A Ukrainian national has been sentenced to 10 years in prison for his high-level role in the criminal work of the notorious hacking group FIN7.
The FIN7 hacking collective was behind a wave of phishig campaigns that used the Carbanak malware to infiltrate business servers and intercept millions of payment cards.
Fedir Hladyr, 35, served as a manager and systems administrator for FIN7. He was arrested in Dresden, Germany, in 2018, at the request of US law enforcement and was extradited to Seattle, Washington. In September 2019, he pleaded guilty to one count of conspiracy to commit wire fraud and one count of conspiracy to commit computer hacking.
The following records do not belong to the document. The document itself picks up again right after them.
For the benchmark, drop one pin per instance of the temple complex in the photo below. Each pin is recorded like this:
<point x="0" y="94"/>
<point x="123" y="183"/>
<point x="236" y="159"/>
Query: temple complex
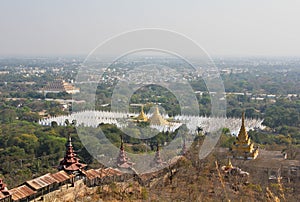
<point x="157" y="161"/>
<point x="142" y="116"/>
<point x="157" y="119"/>
<point x="122" y="159"/>
<point x="184" y="149"/>
<point x="70" y="163"/>
<point x="243" y="148"/>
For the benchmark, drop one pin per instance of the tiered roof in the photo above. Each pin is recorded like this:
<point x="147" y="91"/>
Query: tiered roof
<point x="157" y="119"/>
<point x="243" y="147"/>
<point x="70" y="163"/>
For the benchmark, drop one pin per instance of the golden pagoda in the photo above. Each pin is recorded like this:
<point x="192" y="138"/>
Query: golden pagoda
<point x="243" y="148"/>
<point x="157" y="119"/>
<point x="142" y="117"/>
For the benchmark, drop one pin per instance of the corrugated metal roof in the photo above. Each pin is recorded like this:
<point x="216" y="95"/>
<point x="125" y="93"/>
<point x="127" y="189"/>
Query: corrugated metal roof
<point x="21" y="192"/>
<point x="41" y="182"/>
<point x="61" y="176"/>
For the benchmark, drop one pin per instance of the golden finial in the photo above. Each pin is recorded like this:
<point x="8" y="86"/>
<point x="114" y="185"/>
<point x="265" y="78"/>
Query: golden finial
<point x="229" y="164"/>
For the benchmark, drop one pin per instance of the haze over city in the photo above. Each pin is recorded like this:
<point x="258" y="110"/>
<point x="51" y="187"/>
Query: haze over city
<point x="222" y="28"/>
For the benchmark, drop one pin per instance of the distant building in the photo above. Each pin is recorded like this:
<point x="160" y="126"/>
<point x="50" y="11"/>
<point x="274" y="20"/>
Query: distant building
<point x="59" y="86"/>
<point x="243" y="148"/>
<point x="157" y="119"/>
<point x="142" y="117"/>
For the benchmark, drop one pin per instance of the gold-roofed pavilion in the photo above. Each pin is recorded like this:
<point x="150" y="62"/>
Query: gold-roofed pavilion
<point x="243" y="148"/>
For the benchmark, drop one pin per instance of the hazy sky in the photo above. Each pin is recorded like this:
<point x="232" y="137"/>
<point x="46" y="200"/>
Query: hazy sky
<point x="223" y="27"/>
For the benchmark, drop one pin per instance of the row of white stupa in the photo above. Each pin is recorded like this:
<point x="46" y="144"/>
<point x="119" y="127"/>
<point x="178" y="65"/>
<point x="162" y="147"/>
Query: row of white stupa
<point x="121" y="120"/>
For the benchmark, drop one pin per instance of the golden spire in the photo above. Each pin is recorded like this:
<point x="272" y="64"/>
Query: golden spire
<point x="157" y="119"/>
<point x="229" y="164"/>
<point x="243" y="135"/>
<point x="142" y="116"/>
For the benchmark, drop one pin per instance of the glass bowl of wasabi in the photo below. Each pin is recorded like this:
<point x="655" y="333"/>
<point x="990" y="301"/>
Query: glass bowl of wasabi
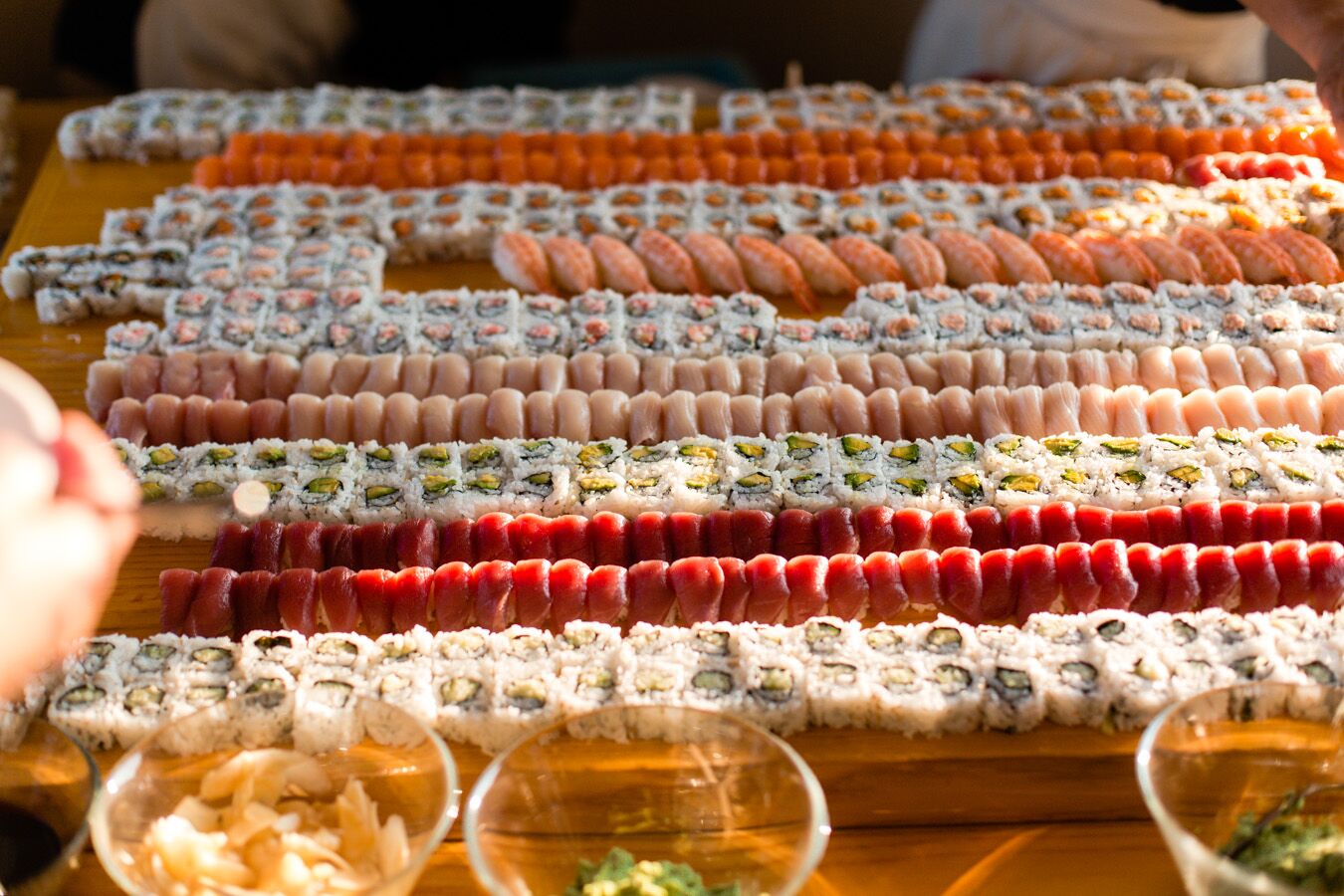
<point x="1246" y="784"/>
<point x="628" y="799"/>
<point x="246" y="796"/>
“This criminal organisation had more than 70 people organized into business units and teams. Some were hackers, others developed the malware installed on computers, and still others crafted the malicious emails that duped victims into infecting their company systems,” says acting US Attorney Tessa Gorman of the Western District of Washington. “This defendant worked at the intersection of all these activities and thus bears heavy responsibility for billions in damage caused to companies and individual consumers.”
According to documents filed in the case, since at least 2015, members of FIN7 engaged in a highly sophisticated malware campaign to attack hundreds of US companies, predominantly in the restaurant, gambling, and hospitality industries.
In the United States alone, FIN7 successfully breached the computer networks of businesses in all 50 states and the District of Columbia, stealing more than 20 million customer card records from over 6,500 individual point-of-sale terminals at more than 3,600 separate business locations.
Additional intrusions occurred abroad, including in the UK, Australia, and France.
Companies that have publicly disclosed hacks attributable to FIN7 include such chains as Chipotle Mexican Grill, Chili’s, Arby’s, Red Robin, and Jason’s Deli.